Estos instrumentos permitieron comprender mejor el comportamiento de los sismos y la forma en que el subsuelo modifica sus efectos. En el caso de la Ciudad de México, se profundizó en el conocimiento sobre los suelos blandos de los antiguos lagos, capaces de amplificar el movimiento en la superficie.
La información científica obtenida también contribuyó al desarrollo de metodologías de prevención, sistemas de alertamiento y nuevas disposiciones para proteger a la población.
¿Qué significa tener una cultura de prevención sísmica?
Una cultura de prevención implica contar con información oportuna sobre el lugar donde se vive, estudia o trabaja, reconocer los riesgos existentes y saber cómo actuar antes, durante y después de un sismo.
En México, reducir los daños requiere un esfuerzo colectivo. Las autoridades deben mantener operativos los sistemas de alertamiento y coordinar la respuesta institucional, mientras que la ciudadanía necesita conocer las rutas de evacuación, las zonas de menor riesgo y los puntos de reunión.

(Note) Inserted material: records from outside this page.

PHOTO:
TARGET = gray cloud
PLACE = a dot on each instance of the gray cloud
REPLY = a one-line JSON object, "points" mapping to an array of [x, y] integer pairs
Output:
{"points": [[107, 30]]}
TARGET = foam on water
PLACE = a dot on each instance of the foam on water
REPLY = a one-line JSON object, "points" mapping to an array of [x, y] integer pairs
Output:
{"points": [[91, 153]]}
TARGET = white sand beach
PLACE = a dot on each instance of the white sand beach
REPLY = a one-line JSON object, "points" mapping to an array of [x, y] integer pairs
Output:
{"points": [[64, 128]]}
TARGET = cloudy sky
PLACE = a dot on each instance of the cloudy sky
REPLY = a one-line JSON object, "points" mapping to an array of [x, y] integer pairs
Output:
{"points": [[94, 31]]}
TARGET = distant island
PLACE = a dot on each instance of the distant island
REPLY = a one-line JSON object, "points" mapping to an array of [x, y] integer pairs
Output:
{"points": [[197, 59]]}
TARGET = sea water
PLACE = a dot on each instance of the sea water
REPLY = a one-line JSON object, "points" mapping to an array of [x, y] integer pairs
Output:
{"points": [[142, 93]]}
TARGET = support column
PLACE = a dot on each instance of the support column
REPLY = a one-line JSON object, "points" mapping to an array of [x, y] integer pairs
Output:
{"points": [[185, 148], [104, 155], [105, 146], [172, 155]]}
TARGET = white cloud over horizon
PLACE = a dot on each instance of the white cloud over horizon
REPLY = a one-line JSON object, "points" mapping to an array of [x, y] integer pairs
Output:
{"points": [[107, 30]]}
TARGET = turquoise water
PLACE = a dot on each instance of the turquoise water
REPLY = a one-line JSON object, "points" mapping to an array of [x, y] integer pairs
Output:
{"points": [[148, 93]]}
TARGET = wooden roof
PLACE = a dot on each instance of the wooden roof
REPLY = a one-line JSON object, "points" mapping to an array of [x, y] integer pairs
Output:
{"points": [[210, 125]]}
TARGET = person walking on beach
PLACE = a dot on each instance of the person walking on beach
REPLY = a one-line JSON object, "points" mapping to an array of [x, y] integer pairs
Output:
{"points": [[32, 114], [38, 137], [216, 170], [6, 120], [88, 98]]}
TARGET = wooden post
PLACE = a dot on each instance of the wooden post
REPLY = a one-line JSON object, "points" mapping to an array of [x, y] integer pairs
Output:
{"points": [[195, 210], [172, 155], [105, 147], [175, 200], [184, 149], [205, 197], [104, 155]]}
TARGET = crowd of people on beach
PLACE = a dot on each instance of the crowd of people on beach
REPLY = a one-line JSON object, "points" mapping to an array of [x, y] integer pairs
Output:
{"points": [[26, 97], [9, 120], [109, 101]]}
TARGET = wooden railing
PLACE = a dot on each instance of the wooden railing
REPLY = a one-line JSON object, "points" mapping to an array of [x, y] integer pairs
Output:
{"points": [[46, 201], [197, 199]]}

El Plan Familiar de Protección Civil también resulta esencial. Este debe contemplar un mecanismo de comunicación entre los integrantes del hogar, documentos importantes en un sitio seguro y accesible, así como artículos básicos para afrontar las horas posteriores a una emergencia.

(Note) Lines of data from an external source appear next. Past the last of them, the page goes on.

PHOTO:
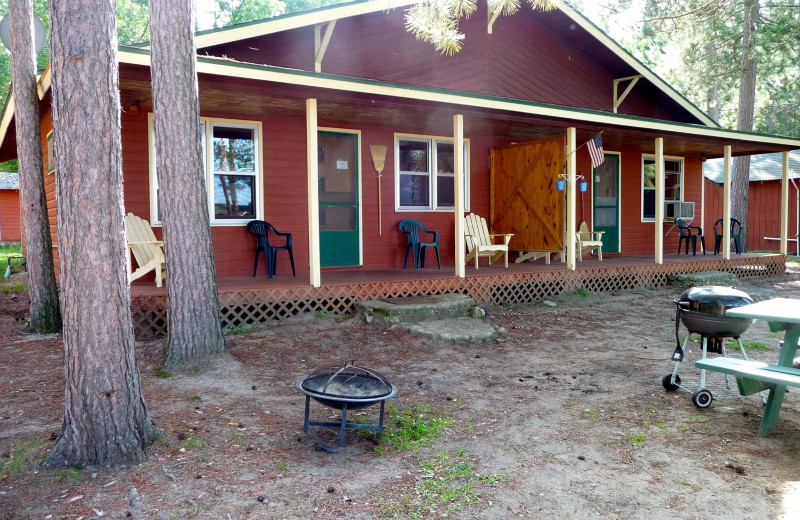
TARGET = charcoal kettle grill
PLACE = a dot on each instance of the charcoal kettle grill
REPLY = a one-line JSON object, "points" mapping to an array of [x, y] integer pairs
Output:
{"points": [[702, 310]]}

Los simulacros permiten poner a prueba estas medidas, detectar errores y corregirlos antes de una situación real. Más que cumplir con una actividad programada, su objetivo es convertir la respuesta organizada en un hábito.
El terremoto de 1985 dejó una herida profunda, pero también impulsó una transformación institucional, tecnológica, científica y ciudadana. Cuatro décadas después, el principal desafío consiste en mantener actualizados los protocolos y recordar que la prevención es una responsabilidad compartida.